Lev Nikolayevich Kekushev
Kekushev Isakov House on Prechistenka Street.jpg
Isakov Apartment Building, 1904-1906
Born February 19, 1862
Vilnius
Died ?? 1916 - 1919
?? Moscow
Nationality Russia
Occupation Architect
Buildings Mindovsky House
Isakov Apartment Building
Projects Completion of Hotel Metropol

Lev Nikolayevich Kekushev (Russian: Лев Николаевич Кекушев) was a Russian architect, notable for his Art Nouveau buildings in Moscow, built in the 1890s and early 1900s in the original, Franco-Belgian variety of this style. Kekushev's buildings are notable for his skillful use of metal ornaments and his signature with a lion (Lev) ornament or sculpture.
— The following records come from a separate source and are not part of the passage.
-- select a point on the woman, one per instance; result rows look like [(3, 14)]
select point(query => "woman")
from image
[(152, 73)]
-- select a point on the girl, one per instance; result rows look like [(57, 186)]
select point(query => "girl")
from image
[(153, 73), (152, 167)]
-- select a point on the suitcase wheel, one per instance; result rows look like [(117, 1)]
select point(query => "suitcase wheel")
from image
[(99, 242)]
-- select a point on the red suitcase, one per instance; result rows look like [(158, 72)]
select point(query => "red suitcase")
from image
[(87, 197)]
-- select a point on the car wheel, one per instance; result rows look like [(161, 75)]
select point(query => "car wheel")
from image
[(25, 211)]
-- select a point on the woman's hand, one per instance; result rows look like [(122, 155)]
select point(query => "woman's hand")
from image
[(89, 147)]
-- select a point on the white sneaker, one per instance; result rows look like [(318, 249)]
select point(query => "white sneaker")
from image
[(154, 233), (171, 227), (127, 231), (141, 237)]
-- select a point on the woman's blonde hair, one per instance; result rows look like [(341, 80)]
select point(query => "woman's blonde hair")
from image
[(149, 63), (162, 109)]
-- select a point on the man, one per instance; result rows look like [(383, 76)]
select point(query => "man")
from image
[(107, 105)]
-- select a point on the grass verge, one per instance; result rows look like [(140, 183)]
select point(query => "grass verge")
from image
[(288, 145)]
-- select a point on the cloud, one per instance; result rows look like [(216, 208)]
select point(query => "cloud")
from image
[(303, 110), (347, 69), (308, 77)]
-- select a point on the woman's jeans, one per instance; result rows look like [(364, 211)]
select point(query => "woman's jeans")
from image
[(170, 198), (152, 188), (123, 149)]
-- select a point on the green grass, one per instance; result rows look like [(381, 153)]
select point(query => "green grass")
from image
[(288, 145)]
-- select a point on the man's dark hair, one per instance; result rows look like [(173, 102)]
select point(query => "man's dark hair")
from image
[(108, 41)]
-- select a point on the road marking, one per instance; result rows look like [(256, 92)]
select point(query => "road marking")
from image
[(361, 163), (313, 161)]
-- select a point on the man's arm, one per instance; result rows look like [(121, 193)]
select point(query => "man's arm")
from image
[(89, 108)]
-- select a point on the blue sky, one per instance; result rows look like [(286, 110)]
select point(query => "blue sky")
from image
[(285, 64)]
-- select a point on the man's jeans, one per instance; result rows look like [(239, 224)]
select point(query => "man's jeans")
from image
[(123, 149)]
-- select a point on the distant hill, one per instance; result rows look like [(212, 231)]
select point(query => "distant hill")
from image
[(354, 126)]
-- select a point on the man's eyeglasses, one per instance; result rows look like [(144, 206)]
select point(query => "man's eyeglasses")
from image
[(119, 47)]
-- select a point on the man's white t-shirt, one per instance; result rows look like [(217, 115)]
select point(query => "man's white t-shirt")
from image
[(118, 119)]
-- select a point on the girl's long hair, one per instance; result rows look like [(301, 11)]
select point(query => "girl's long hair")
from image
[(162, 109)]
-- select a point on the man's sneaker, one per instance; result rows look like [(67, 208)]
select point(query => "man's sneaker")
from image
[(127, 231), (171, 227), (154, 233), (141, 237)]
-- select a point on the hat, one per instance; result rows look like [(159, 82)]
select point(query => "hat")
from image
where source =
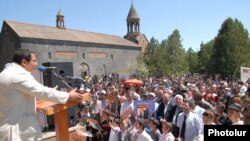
[(101, 92), (141, 121), (235, 106), (151, 94), (155, 121)]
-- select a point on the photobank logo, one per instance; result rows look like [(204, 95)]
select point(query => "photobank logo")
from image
[(226, 132)]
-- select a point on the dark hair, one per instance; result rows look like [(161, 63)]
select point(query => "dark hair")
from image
[(21, 54)]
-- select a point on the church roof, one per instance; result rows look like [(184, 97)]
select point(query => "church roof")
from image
[(132, 14), (25, 30)]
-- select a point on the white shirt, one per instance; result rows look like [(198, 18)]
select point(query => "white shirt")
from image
[(167, 137), (144, 136)]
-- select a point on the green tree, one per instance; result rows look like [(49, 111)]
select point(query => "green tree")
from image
[(231, 49), (193, 60), (175, 54), (204, 55)]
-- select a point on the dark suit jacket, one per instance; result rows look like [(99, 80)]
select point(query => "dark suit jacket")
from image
[(169, 113)]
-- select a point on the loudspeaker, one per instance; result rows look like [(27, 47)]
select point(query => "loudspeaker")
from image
[(62, 69), (50, 79)]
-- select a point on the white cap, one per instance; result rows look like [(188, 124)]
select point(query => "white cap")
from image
[(101, 91), (151, 94)]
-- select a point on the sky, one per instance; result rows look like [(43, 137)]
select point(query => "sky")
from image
[(197, 20)]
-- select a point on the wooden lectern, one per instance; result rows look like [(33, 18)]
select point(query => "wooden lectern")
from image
[(60, 114)]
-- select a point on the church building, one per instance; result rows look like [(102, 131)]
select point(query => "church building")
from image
[(82, 53)]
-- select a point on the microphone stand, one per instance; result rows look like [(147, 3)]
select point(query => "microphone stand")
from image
[(68, 86), (62, 80)]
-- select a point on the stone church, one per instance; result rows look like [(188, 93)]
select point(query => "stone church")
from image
[(85, 53)]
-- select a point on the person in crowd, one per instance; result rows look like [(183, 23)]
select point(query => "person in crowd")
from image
[(208, 117), (166, 131), (128, 103), (141, 134), (154, 132), (179, 101), (165, 109), (190, 124), (115, 129), (221, 118), (19, 91), (234, 111)]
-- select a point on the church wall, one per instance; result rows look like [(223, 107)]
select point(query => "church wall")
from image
[(102, 59)]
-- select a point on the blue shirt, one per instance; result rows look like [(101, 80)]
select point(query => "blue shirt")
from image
[(193, 125)]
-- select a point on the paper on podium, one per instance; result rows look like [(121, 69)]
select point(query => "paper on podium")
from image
[(94, 124), (50, 108)]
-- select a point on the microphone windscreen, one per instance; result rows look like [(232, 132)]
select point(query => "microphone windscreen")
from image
[(41, 68)]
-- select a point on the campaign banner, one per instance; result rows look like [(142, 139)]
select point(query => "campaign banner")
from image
[(128, 118), (144, 108), (244, 73)]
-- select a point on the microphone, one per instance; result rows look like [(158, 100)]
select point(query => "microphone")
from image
[(43, 68)]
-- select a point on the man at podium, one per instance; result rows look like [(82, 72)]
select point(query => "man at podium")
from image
[(18, 91)]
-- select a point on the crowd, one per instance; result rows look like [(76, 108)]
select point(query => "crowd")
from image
[(182, 106)]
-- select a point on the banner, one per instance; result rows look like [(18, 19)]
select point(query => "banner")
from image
[(245, 73), (144, 108)]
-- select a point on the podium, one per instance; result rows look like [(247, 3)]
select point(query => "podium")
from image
[(60, 114)]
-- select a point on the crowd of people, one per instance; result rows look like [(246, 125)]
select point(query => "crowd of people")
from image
[(183, 105)]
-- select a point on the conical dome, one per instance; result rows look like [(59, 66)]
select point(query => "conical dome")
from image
[(132, 15)]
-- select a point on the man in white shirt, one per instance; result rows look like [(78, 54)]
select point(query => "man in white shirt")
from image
[(18, 93)]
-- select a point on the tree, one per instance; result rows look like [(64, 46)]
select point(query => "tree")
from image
[(231, 49), (176, 58), (193, 60), (205, 59)]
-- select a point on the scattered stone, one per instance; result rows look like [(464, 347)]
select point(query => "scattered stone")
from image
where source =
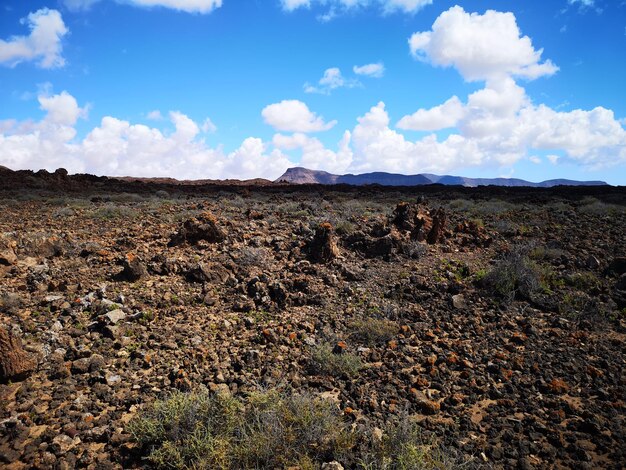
[(458, 301), (114, 316), (334, 465), (7, 252), (15, 363), (134, 268), (203, 227), (323, 247)]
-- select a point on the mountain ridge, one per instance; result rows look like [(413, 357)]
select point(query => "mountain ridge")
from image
[(301, 175)]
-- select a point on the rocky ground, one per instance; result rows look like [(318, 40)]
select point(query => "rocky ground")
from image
[(387, 301)]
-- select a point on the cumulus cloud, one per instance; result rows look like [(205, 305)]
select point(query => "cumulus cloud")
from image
[(376, 70), (386, 6), (116, 147), (154, 115), (480, 47), (315, 155), (208, 126), (78, 5), (488, 138), (294, 116), (331, 80), (443, 116), (43, 44), (189, 6)]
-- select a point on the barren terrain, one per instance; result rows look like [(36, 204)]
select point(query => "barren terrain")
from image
[(493, 318)]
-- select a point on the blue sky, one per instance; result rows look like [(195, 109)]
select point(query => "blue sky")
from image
[(247, 88)]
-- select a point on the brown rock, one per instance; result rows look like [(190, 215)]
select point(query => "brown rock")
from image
[(323, 247), (404, 216), (15, 363), (7, 253), (204, 227), (134, 268), (437, 232)]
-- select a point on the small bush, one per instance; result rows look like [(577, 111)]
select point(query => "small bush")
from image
[(325, 361), (373, 330), (513, 276), (404, 447), (267, 430), (414, 249)]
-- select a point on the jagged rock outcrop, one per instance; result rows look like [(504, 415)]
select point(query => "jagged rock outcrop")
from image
[(203, 227), (15, 363), (323, 247)]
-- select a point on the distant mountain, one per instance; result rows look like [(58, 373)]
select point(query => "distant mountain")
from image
[(301, 175)]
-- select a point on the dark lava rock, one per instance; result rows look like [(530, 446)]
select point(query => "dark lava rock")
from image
[(323, 247), (134, 268), (204, 227)]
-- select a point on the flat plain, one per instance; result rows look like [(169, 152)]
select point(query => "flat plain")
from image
[(151, 324)]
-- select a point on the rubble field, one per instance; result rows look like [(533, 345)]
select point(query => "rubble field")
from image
[(493, 320)]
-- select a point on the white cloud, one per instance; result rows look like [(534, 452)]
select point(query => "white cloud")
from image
[(376, 70), (62, 109), (331, 80), (294, 116), (154, 115), (582, 3), (42, 44), (78, 5), (480, 47), (291, 5), (593, 139), (407, 6), (189, 6), (208, 126), (386, 6), (439, 117), (117, 147), (315, 155)]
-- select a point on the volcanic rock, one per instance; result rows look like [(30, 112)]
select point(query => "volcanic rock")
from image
[(134, 268), (203, 227), (323, 247), (15, 363)]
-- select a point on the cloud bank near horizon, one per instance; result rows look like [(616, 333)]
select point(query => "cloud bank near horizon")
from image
[(494, 127)]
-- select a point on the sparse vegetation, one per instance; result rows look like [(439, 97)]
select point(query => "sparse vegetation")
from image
[(266, 430), (326, 361), (373, 331), (513, 276)]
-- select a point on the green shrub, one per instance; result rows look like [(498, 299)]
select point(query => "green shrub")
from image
[(404, 447), (373, 331), (514, 276), (325, 361), (266, 430)]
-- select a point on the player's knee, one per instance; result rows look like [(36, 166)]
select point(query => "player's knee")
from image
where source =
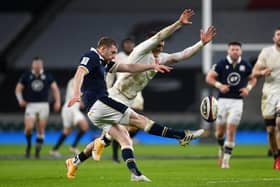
[(269, 123), (270, 130)]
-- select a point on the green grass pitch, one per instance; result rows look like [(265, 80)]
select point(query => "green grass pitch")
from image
[(166, 165)]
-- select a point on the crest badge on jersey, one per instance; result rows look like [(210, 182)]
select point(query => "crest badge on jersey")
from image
[(242, 68)]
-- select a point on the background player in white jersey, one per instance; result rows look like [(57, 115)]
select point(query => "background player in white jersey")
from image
[(127, 87), (268, 65), (70, 117), (32, 91), (111, 115), (127, 46), (232, 77)]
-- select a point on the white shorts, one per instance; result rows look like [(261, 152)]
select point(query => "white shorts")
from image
[(38, 110), (229, 111), (71, 116), (108, 112), (269, 104), (135, 103)]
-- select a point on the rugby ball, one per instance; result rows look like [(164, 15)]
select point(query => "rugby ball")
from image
[(209, 108)]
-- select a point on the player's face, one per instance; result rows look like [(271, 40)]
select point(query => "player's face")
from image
[(159, 47), (37, 66), (234, 51), (276, 38), (109, 53), (128, 46)]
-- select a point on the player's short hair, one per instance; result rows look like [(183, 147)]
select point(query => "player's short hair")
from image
[(234, 43), (106, 41), (277, 29), (128, 39), (150, 34), (37, 58)]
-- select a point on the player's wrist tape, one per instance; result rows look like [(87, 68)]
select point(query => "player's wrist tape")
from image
[(217, 84), (249, 87), (19, 97)]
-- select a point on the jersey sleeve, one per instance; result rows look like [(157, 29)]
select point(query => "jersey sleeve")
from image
[(262, 58), (112, 67), (50, 78), (23, 79), (87, 63), (217, 67)]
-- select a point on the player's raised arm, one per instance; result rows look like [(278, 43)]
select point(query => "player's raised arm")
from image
[(205, 37), (78, 80), (18, 92), (211, 79), (134, 68), (150, 43), (56, 94)]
Kekushev was born in the family of a Russian officer in Vilnius (Maria Naschokina, p. 253; Simbirsk according to other sources). Kekushev graduated high school in Vilnius, and the Institute of Civil Engineers in Saint Petersburg (1883–1889). For one year, he worked as a state-employed construction engineer in Saint Petersburg, but relocated to Moscow in 1890. At first an assistant to architect Semyon Eybushits, he started independent practice in 1893. At the same time, Kekushev became a master in applied art technologies - iron forging, silver galvanization and chemical frosting of glass. Throughout the 1890s, Kekushev and Illarion Ivanov-Shitz were employed by Moscow-based railway companies and designed dozens of extant railway stations.

Kekushev was the first practitioner of Art Nouveau in Moscow, starting with his apartment buildings in Varsonofyevskay Lane and Bolshaya Dmitrovka, completed 1893. His style (unlike the next generation of Art Nouveau architects like William Walcot and Fyodor Schechtel) is very close to the original Belgian style of Victor Horta. The new wave of architecture was endorsed and financed by prominent business figures like the Khludov and Morozov families and Jacob Reck.

In 1898-1899, Kekushev won the first prize in the open contest for Hotel Metropol; financier Savva Morozov discarded the decision of a professional jury and awarded architectural design to William Walcot. However, the owners retained Kekushev as overall project manager. "None of this (Walcot's earlier) work is on the scale of the Metropole; Kekushev's assistance was probably crucial to the final realization of this complex structure, with its immense dome of glass and iron over an interior court" (Brumfield, chapter 3).